Saadet Partisi Yüksek İstişare Kurulu Başkanı Oğuzhan Asiltürk, Cumhurbaşkanlığı seçimlerinde hiçbir adayı desteklemeyecekleri yönünde aldıkları karara ilişkin, "Milli Görüşçülerin oy vereceği adayın toplumun inançlarına, ahlakî ve mânevî değerlerine sahip çıkması lazımdır. Bu bakımdan Milli Görüşçüler mevcut adaylardan hiçbirine oy veremezler" dedi.

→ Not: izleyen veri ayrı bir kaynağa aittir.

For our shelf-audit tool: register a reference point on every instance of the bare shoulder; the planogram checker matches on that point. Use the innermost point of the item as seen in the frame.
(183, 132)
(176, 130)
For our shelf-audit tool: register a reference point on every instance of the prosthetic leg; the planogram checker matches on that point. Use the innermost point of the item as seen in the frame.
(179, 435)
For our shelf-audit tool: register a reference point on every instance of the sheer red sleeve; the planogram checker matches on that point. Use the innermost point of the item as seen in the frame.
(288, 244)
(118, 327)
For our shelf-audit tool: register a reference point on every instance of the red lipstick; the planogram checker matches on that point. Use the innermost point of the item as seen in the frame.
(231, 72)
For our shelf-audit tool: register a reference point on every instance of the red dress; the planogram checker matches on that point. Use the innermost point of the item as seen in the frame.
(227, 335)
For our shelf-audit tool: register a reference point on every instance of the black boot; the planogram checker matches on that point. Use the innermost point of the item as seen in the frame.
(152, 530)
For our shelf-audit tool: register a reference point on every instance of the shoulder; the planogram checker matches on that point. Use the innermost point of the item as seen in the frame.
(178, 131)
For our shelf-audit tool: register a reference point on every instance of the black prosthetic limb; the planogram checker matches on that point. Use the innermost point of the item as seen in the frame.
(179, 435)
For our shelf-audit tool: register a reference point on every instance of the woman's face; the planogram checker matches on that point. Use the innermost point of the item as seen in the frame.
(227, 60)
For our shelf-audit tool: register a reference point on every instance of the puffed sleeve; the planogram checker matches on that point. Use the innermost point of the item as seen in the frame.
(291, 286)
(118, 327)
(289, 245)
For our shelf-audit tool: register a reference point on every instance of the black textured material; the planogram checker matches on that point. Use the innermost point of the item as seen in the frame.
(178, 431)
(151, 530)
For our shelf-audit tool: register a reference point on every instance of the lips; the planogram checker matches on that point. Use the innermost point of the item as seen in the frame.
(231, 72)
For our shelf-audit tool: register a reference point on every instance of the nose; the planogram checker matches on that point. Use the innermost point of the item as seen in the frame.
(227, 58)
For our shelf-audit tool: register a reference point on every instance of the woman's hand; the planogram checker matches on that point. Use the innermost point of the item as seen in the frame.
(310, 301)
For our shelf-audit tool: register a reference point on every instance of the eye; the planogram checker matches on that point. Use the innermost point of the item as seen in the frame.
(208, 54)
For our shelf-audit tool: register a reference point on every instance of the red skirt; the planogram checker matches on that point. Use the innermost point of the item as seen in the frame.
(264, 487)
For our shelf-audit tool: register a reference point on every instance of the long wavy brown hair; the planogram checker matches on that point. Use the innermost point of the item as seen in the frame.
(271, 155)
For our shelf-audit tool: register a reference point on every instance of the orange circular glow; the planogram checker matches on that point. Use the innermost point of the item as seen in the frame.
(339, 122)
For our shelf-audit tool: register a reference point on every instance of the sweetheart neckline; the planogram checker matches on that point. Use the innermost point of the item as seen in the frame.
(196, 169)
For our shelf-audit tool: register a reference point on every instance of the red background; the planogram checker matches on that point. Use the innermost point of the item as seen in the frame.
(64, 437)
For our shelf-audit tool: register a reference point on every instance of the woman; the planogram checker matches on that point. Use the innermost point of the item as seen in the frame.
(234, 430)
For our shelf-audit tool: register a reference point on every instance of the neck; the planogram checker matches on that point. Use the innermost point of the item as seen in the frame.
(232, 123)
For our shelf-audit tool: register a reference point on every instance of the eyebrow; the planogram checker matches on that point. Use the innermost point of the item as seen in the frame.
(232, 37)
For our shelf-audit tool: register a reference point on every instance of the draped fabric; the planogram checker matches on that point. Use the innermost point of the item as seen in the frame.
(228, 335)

Asiltürk'ün Milli Gazete'de "Milli Görüşçülerin bir adaya oy vermesi için..." başlığıyla yayımlanan (24 Temmuz 2014) yazısı şöyle:
Milli Görüşçülerin kırk dört yıldır mücadele ettikleri davalarına sadık olarak davranmaları tabiidir. Milli Görüşçülerin bir adaya oy verebilmesi için adayın Türkiye’yi ekonomik bakımdan müstemleke haline dönüştüren mevcut gidişe dur diyecek birisi olması lâzımdır. Milli Görüşçülerin oy vereceği adayın Türkiye’nin menfaatinin Avrupa Birliği’nin kapısında beklemekten yana değil, dünyadaki çeşitli güç dengelerini gözetecek bir politikadan yana olması lâzımdır. En önemlisi Milli Görüşçülerin oy vereceği adayın toplumun inançlarına, ahlakî ve mânevî değerlerine sahip çıkması lazımdır. Bu bakımdan Milli Görüşçüler mevcut adaylardan hiçbirine oy veremezler…

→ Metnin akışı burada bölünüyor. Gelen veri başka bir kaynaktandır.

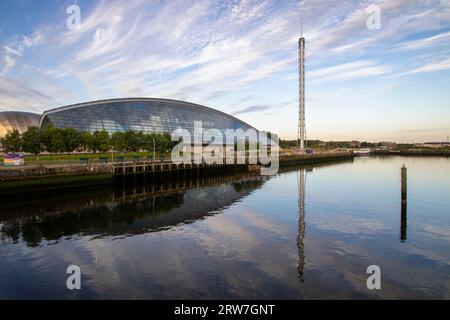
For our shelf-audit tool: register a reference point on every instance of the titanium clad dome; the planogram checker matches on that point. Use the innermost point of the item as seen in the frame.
(149, 115)
(10, 120)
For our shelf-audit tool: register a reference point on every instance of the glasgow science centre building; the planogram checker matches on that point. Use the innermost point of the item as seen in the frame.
(148, 115)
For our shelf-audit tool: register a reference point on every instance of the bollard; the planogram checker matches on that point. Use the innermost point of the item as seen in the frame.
(403, 221)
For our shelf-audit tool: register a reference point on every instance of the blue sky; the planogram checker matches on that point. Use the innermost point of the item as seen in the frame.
(240, 57)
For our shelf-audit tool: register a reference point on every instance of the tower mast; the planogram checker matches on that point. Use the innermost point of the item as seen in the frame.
(301, 134)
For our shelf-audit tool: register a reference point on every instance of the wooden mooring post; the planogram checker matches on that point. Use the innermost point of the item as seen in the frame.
(403, 222)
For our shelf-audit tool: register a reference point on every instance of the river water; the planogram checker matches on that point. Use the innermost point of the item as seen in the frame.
(306, 233)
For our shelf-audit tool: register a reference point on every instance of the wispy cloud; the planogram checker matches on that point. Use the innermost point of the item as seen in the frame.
(348, 71)
(218, 52)
(430, 67)
(252, 109)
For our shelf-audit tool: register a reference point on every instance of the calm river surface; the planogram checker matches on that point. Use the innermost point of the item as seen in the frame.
(306, 233)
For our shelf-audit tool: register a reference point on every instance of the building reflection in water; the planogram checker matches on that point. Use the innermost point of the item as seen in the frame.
(123, 209)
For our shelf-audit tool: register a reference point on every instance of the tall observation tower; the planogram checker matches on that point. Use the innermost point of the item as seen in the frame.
(301, 135)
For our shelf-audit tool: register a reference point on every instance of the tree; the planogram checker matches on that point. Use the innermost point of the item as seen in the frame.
(100, 141)
(86, 140)
(57, 143)
(12, 141)
(132, 141)
(71, 140)
(118, 141)
(32, 141)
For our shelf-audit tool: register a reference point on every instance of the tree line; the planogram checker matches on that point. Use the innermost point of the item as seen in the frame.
(56, 140)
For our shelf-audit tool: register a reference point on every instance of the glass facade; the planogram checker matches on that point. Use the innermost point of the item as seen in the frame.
(10, 120)
(139, 114)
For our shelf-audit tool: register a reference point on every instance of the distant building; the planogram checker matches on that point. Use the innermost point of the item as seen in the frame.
(354, 144)
(388, 145)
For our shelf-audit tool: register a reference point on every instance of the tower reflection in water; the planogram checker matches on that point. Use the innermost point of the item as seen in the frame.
(301, 223)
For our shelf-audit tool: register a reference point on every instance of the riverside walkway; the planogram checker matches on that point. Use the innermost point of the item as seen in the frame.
(160, 167)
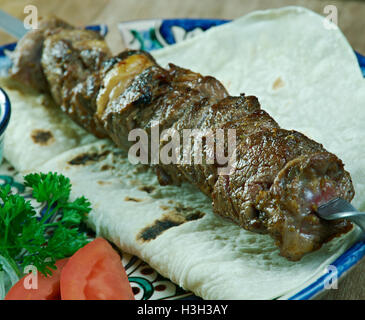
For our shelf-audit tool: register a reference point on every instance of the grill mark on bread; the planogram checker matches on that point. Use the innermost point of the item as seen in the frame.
(42, 137)
(174, 217)
(133, 199)
(85, 158)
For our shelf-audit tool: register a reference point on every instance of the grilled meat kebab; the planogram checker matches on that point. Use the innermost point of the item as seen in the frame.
(280, 176)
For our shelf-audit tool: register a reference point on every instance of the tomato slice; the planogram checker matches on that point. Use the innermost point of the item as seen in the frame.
(95, 272)
(48, 287)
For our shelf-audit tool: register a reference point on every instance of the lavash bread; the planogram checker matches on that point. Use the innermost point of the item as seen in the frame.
(270, 54)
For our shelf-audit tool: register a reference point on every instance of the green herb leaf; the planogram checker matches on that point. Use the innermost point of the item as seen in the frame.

Cumhurbaşkanı Aday Gösterme Usulü Yanlıştır.
Bugün yürürlükteki düzenlemelere göre TBMM’inde bulunan 20 Millet Vekili Cumhurbaşkanlığı için aday gösterebilir. Bunun dışında aday gösterilemez. Bütün millet bir araya gelseler de gerçekten millete çok faydalı hizmetler yapacak değerli bir insanı Cumhurbaşkanlığına adayı göstermek isteseler aday gösteremezler. Böyle bir yol yoktur. Sonra da Cumhurun yani toplumun başkanını halk seçiyor diye olay takdim edilir. Gerçi yapılan seçimi milletin oyları belirler. Ancak millete sen sadece bizim gösterdiğimiz adaylara oy vereceksin denildiği için böyle bir seçimle işbaşına gelen zat halkın Cumhurbaşkanı değil kendini aday gösterenlerin Cumhurbaşkanı olarak algılanır. Önce bu yanlışın düzeltilmesi gerekir. Siyasî partiler hem demokrasinin vazgeçilmez kurumları olacak hem de Cumhurbaşkanlığına aday bile gösteremeyecekler. Böyle bir demokrasi ancak Temel İnsan Haklarını yok sayanların demokrasisi olur.
Seçimlere girme hakkını kazanan Siyasi Partilerin de aday göstermesi sağlanırsa en temel bir hak teslim edilmiş olur. Millet kime oy verecekse yine ona oyunu verir.
Mevcut Cumhurbaşkanı Adaylarının Milli Görüş Açısından değerlendirilmesi
Yukarda belirttiğim gibi kanuni düzenleme imkân vermediği için milletin aslı, mânâsı, ruh kökü olan Milli Görüşün Cumhurbaşkanı adayı göstermesi mümkün olmamıştır. Bu şartlar altında Milli Görüşçülerin kırk dört yıldır mücadele ettikleri davalarına sadık olarak davranmaları tabiidir.
Yaptığımız mücadele işbirlikçiliğe karşı, milli değerlerimize sahip çıkma mücadelesidir
Milli Görüşçülerin bir adaya oy verebilmesi için adayın Türkiye’yi ekonomik bakımdan müstemleke haline dönüştüren mevcut gidişe dur diyecek birisi olması lâzımdır.
Milli Görüşçülerin oy vereceği adayın Türkiye’nin menfaatinin Avrupa Birliğinin kapısında beklemekten yana değil, dünyadaki çeşitli güç dengelerini gözetecek bir politikadan yana olması lâzımdır. En önemlisi Milli Görüşçülerin oy vereceği adayın toplumun inançlarına, ahlakî ve mânevî değerlerine sahip çıkması lazımdır.
Bu bakımdan Milli Görüşçüler mevcut adaylardan hiçbirine oy veremezler.
Ancak Milli Görüşçülerin haklı tepkilerini göstermek için kesinlikle sandığa giderek aday isimlerinin olmadığı beyaz oy kullanmaları en doğru ve mâkul hareket olacaktır. Böylece seçilecek Cumhurbaşkanının Milli Görüş ilkelerine aykırı icraatlarının sorumluluğundan kurtulmuş olacakları gibi, aday göstermelerinin engellenmesine karşı tepkilerini de göstermiş olurlar.
Yaptığımız mücadele işbirlikçiliğe karşı, milli değerlerimize sahip çıkma mücadelesidir. Aziz milletimizin de bizimle birlikte olacağına inanıyoruz.